Siyah-beyazlı takımın renklerine bağlamak için uzun süre uğraş verdiği fakat son anda ezeli rakip Fenerbahçe'den yana tercih kullandığı belirtilen Diego Ribas hakkında da konuşan Bilic, Brezilyalı futbolcunun çok değerli bir isim olduğunu belirterek, "Kendisi transfer listemizdeydi. Başkan ve yönetim kurulu, bu transferi yapabilmek için gerekli tüm fedakarlıkları yaptı ama oyuncu aksi yönde bir tercih kullandı" değerlendirmesini yaptı.

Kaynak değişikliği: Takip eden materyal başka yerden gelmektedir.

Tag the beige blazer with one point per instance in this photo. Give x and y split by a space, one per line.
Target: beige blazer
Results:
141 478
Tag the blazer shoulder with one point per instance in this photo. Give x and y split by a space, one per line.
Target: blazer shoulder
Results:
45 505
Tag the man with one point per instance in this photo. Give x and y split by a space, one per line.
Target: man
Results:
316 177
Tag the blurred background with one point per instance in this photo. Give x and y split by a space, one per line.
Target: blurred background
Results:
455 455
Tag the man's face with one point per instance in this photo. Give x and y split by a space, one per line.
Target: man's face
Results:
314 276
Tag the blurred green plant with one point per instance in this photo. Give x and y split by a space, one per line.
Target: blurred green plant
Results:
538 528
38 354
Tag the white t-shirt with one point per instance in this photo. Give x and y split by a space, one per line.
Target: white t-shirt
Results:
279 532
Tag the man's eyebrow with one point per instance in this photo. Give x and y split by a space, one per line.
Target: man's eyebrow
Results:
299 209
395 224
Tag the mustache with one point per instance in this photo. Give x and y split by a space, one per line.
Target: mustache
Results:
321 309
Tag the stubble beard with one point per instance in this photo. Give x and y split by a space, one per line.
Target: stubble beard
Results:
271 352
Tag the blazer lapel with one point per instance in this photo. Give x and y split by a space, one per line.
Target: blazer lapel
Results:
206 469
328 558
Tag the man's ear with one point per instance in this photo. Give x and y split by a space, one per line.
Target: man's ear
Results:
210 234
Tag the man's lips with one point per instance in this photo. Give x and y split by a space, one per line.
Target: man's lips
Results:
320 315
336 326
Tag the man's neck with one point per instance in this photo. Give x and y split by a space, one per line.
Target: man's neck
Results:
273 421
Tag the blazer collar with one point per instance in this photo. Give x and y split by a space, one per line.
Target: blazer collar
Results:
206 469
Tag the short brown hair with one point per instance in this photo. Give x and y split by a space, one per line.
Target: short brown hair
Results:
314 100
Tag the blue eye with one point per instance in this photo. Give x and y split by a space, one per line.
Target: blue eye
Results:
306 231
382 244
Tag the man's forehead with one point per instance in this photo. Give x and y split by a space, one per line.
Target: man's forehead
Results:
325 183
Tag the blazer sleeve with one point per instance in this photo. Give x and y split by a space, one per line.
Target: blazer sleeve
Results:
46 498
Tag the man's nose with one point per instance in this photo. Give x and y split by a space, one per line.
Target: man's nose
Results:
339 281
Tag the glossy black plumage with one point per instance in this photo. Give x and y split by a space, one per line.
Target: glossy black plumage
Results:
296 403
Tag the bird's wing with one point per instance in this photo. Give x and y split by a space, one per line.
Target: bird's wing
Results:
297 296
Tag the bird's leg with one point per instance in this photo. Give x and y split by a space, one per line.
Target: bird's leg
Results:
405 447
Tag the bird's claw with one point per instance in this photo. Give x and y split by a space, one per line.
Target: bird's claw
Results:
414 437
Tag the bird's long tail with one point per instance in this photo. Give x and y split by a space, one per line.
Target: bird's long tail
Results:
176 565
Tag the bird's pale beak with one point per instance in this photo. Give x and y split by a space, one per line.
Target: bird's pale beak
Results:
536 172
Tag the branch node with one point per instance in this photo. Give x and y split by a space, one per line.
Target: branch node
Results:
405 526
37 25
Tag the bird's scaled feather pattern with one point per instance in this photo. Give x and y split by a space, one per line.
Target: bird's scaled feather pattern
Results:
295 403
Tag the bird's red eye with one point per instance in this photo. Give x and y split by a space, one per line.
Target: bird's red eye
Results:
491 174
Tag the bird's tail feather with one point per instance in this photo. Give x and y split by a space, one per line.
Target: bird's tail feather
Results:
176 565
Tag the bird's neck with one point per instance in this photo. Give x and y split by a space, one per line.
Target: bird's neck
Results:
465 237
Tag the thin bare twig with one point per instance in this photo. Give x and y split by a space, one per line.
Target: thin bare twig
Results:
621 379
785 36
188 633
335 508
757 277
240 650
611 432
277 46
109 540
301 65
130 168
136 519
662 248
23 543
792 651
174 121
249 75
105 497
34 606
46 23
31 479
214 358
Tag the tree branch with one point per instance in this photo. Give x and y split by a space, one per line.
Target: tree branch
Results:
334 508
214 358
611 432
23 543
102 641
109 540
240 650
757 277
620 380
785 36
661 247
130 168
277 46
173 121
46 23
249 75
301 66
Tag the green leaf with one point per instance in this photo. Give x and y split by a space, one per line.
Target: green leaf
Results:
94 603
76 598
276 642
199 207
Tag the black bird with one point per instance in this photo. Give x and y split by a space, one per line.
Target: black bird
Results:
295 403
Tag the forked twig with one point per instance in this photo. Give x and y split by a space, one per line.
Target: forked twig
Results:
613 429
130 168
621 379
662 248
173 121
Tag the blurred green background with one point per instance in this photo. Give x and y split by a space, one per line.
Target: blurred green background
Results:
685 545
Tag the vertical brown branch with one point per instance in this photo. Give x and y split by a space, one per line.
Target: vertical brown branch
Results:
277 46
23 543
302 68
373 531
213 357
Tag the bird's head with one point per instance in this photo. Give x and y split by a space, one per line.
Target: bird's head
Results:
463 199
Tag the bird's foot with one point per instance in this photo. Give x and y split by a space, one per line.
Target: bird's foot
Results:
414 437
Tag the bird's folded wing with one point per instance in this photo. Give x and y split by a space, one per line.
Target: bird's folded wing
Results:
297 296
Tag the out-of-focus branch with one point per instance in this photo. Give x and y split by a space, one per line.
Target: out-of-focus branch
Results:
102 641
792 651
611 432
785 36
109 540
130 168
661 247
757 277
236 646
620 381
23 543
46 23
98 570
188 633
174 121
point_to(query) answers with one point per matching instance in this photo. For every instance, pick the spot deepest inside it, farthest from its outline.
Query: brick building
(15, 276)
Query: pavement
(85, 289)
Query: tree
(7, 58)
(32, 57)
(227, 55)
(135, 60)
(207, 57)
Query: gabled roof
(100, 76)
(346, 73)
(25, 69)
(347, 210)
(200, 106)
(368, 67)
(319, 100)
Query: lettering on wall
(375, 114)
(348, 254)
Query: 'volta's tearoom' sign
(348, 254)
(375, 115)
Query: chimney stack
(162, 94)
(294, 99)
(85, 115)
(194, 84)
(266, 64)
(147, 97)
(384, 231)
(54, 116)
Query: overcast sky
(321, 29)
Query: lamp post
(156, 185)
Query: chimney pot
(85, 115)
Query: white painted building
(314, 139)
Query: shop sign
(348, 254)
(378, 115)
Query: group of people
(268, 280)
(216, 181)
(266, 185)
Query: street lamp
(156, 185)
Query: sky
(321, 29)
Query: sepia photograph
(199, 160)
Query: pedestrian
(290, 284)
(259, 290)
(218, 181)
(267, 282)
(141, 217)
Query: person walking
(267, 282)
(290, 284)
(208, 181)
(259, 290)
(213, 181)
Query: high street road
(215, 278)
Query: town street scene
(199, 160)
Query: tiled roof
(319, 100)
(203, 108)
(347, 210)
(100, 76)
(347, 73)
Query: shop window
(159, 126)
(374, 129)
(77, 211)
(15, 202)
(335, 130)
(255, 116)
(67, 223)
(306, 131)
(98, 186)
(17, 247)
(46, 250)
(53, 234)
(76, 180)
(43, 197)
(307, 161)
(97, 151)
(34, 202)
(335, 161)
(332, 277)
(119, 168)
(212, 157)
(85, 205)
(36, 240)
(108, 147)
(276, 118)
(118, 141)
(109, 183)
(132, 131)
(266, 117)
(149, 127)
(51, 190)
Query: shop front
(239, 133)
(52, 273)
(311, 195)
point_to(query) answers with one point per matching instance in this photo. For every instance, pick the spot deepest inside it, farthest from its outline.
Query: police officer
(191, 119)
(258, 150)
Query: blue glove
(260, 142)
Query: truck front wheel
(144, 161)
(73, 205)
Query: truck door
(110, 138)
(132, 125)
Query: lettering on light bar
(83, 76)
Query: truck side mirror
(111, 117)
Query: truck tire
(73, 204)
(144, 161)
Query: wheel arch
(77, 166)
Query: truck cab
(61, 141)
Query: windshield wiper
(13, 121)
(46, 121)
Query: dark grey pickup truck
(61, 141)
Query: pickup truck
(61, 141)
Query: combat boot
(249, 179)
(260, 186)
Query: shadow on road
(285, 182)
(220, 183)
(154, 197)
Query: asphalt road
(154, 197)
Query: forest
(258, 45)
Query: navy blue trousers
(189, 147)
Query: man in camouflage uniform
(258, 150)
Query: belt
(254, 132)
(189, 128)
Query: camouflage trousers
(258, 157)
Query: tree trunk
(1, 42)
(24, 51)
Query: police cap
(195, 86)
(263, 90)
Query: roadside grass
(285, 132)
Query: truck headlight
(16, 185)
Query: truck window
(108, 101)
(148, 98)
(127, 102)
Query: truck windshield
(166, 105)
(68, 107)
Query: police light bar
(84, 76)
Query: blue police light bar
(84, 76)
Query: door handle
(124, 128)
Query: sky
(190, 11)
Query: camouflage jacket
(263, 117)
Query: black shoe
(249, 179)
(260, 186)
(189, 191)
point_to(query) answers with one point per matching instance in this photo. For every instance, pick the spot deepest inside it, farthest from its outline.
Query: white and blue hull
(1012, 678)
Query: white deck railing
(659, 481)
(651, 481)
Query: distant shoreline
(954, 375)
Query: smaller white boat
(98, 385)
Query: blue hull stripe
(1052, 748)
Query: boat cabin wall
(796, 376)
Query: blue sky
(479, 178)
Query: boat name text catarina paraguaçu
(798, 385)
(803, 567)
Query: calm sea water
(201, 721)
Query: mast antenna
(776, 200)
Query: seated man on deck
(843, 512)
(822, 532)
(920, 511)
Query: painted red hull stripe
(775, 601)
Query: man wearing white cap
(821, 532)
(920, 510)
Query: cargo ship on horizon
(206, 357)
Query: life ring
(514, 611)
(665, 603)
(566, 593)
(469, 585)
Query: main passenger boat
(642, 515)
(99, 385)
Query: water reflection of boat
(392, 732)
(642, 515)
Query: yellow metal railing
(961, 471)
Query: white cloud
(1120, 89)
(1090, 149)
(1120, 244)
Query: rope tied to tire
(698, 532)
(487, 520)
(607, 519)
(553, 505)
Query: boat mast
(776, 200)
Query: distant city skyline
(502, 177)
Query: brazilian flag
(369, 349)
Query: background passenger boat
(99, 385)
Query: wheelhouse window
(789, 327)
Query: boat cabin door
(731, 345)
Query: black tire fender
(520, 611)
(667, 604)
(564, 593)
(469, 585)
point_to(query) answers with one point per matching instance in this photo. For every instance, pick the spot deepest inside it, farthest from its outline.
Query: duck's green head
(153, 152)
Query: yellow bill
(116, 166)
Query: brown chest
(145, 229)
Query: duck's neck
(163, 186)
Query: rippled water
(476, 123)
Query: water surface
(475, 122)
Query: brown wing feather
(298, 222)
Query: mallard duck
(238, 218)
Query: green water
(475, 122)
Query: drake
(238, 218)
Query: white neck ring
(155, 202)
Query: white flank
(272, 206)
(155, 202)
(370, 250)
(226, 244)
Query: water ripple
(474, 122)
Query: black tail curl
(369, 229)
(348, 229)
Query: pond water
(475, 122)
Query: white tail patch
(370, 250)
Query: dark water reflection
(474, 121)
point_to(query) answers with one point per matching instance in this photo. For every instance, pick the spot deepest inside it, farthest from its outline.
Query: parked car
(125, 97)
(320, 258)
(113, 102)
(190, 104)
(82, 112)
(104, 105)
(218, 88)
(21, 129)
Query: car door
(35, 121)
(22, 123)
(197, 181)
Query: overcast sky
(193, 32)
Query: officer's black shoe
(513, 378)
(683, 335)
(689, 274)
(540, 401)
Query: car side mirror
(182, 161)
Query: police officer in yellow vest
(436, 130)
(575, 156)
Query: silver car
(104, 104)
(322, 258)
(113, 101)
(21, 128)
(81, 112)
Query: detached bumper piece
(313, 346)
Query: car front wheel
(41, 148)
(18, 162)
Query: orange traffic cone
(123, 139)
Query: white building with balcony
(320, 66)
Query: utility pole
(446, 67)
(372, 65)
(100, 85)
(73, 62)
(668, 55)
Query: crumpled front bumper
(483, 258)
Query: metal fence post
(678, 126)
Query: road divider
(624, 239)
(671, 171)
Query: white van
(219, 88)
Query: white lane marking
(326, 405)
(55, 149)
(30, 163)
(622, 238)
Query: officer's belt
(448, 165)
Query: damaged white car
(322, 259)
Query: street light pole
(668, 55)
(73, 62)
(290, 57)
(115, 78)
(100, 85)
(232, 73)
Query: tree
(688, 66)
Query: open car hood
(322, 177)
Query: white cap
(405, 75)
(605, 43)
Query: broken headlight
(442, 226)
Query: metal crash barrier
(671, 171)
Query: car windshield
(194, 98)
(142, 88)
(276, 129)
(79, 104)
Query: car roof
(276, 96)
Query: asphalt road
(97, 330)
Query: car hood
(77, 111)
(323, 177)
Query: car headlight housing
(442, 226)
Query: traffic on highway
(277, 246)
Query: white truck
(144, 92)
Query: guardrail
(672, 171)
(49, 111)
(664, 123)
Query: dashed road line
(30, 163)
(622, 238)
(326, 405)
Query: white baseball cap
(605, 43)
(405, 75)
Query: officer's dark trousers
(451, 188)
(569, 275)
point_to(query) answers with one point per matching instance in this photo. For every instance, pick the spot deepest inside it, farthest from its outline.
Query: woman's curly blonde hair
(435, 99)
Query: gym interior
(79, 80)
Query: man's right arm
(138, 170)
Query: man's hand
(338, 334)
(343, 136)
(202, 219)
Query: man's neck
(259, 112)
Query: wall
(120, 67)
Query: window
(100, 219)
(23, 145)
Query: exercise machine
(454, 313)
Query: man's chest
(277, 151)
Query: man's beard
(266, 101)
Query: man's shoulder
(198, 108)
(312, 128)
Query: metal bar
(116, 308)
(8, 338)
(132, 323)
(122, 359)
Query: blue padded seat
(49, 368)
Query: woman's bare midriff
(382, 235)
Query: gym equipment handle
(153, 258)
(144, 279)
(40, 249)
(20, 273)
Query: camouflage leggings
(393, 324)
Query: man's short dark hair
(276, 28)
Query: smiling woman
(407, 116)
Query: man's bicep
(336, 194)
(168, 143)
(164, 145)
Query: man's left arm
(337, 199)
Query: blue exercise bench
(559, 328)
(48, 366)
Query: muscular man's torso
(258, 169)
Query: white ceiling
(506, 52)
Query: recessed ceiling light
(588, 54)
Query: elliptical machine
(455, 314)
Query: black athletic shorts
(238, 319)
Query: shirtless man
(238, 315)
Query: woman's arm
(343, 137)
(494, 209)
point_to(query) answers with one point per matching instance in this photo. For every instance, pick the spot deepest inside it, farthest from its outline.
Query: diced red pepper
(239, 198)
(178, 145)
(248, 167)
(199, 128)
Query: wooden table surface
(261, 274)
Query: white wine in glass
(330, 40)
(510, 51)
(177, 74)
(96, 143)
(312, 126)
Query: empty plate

İbrahim Toraman ve Sezer Öztürk konusu
Son olarak, kavga etmeleri nedeniyle kadro dışı bırakılan oyuncular Sezer Öztürk ve İbrahim Toraman'ın takımdaki geleceği hakkında ipuçları veren Hırvat teknik direktör, her iki futbolcunun da çekmeleri gereken cezayı tamamladıklarını kaydederek, sözlerini şöyle tamamladı:
"Böyle bir ceza almaları gerekiyordu, aldılar ve gerekli bedeli ödediler. Bu saatten sonra oyunculuk kaliteleriyle bize katkı yapıp yapamayacaklarına bakacağız. Onlara da herkesle eşit muamele yaptık, bir fark gözetmedik. Kulübün disiplin talimatı çok sert. Oyuncular serbest zamanlarında ne yapacağı konusunda dikkatli olacak. Yalnızca Sezer ve İbrahim değil, Gökhan Töre de talihsiz bir olay yaşadı. Bu sezon olan olayların seneye tekrarlanmayacağı garantisini verebilirim. Şanssız olaylara karışan futbolcularımızın yaşı daha çok genç ama abartıya da kaçmamak lazım. Beşiktaş'ın başına her hafta bir olay gelmedi, algıyı doğru yönlendirmeliyiz."